Medical Devices – Quality Management Systems Auditor/Lead Auditor IRCA Certified (A18190)

BSI’s “Medical Devices – Quality Management Systems Auditor/Lead Auditor Course (ISO 13485 & EN ISO 13485)” course teaches the principles and practices of effective quality management system audits in accordance with ISO 13485 and ISO 19011, “Guidelines for auditing management systems”.  Experienced BSI tutors will guide delegates through the entire audit process, from initiating the audit through to conducting audit follow-up. 
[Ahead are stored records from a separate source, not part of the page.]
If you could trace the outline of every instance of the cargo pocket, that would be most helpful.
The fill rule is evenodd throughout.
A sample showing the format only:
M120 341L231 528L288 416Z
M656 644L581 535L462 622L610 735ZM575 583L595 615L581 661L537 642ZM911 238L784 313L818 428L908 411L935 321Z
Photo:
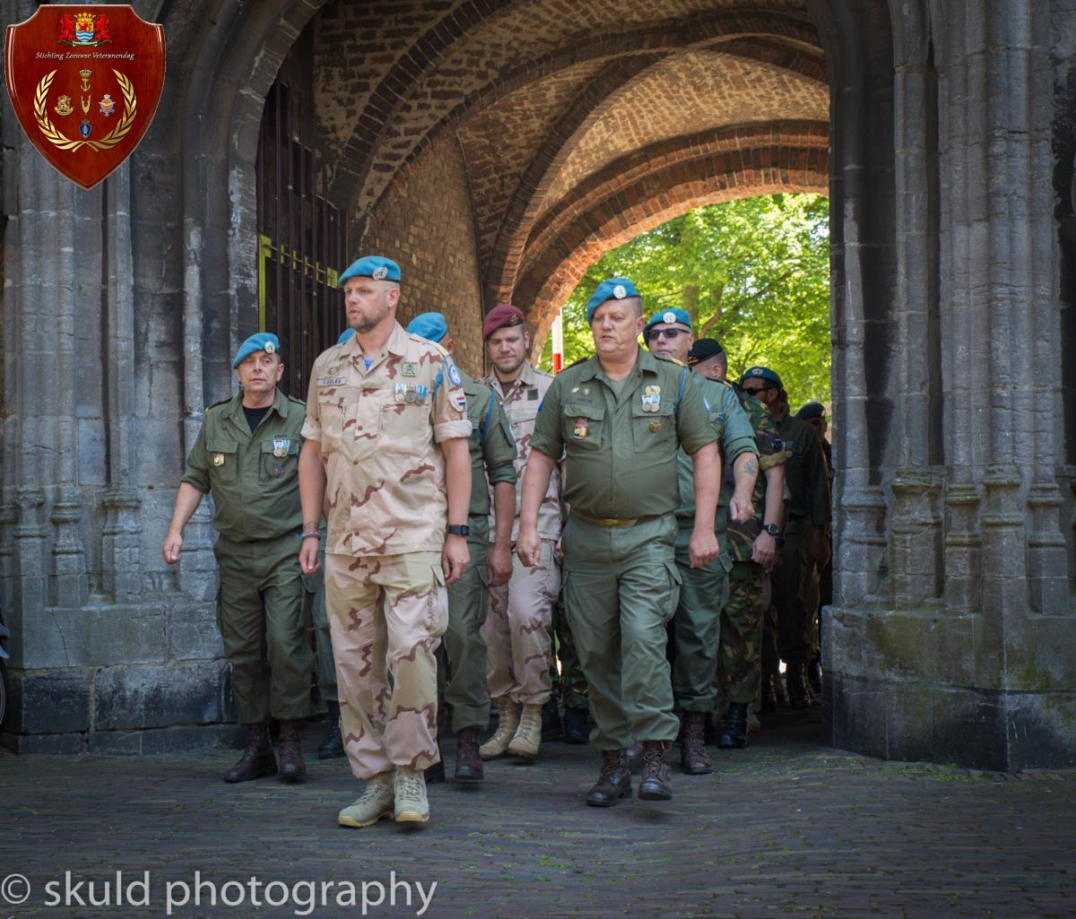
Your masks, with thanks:
M213 484L233 485L239 481L239 441L225 437L207 437L209 453L209 481Z
M434 589L426 595L426 632L431 638L440 638L449 627L449 591L441 566L431 565L430 568Z
M683 578L680 576L680 569L676 566L675 559L665 560L665 574L668 575L669 588L662 621L667 625L668 621L676 614L676 608L680 605L680 584L683 583Z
By attending this course delegates will gain necessary auditing skills developed through a balance of formal classroom tutorials, practical role-playing, group workshops, and open forum discussions.


Who should attend?

  • Medical Device quality professionals interested in conducting first-party, second-party, and/or third-party audits
  • Management Representatives
  • Quality Directors
  • Managers
  • Engineers
  • Consultants

What will I learn?

Upon completion of this training, delegates will be able to:

  • Describe the purpose of a quality management system, of quality management systems standards, of management system audit and of third-party certificatio
  • Explain the role of an auditor to plan, conduct, report and follow up a quality management system audit in accordance with ISO 19011 (and ISO 17021 where appropriate)
  • Plan, conduct, report and follow up an audit of a quality management system to establish conformity (or otherwise) with ISO 13485 and in accordance with ISO 19011 (and ISO 17021 where appropriate)

Prerequisites

It is essential that you have knowledge of ISO 13485 in the context of internal auditing before you complete this course.

How will I benefit?

Successful completion of this IRCA certified training course by passing the relevant IRCA examination and skills assessment, will demonstrate knowledge and basic skills to undertake and lead a management systems audit.